A SIL is a triple ${(x,t|z)}$ of vertices such that ${d(x,y)\geq 2}$ and every path from ${x}$ to ${y}$ must path through ${link(x)\cap link(y)}$. Then partial conjugations by ${x}$ and ${y}$ generate a free group.

3. Result

Theorem 3 (Guirardel-Sale) ${OUT(A)}$ has AFGI iff

1. ${\Gamma}$ contains a free equivalence class of size at least 2.
2. ${\Gamma}$ contains an equivalence class of size 2.
3. ${\Gamma}$ has a SIL.

Otherwise, there is a short exact sequence ${1\rightarrow B\rightarrow Out(A)\rightarrow \prod Sl(n_i,{\mathbb Z})\rightarrow 1}$, where ${N}$ is finitely generated and nilpotent. Here, ${n_i\geq 3}$ are the sizes of equivalence classes.

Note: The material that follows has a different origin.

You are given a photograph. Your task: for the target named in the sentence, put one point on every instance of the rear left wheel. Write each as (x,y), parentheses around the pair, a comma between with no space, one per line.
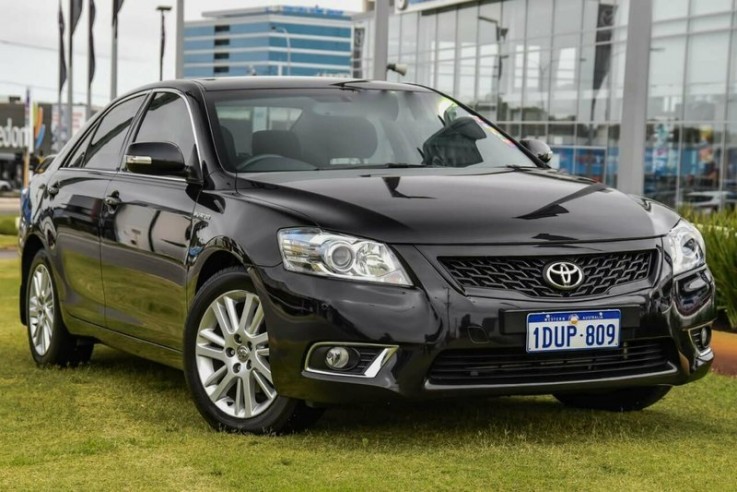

The first lemma is that ${Out(A)}$ surjects onto ${Out(A_{[u]})}$ for each equivalence class ${[u]}$. This handles cases 1 and 2.

For case 3, given a SIL ${(x_1,x_2|x_3)}$, let ${S}$ be the union of the equivalence classes of ${x_1,x_2,x_3}$. Then ${Out(A)}$ surjects onto ${Out(A_S)}$. Game with partial conjugations and transvections.

We need to generalize Grünewald-Lubotzky to treat outer automorphism groups of free products of free abelian groups.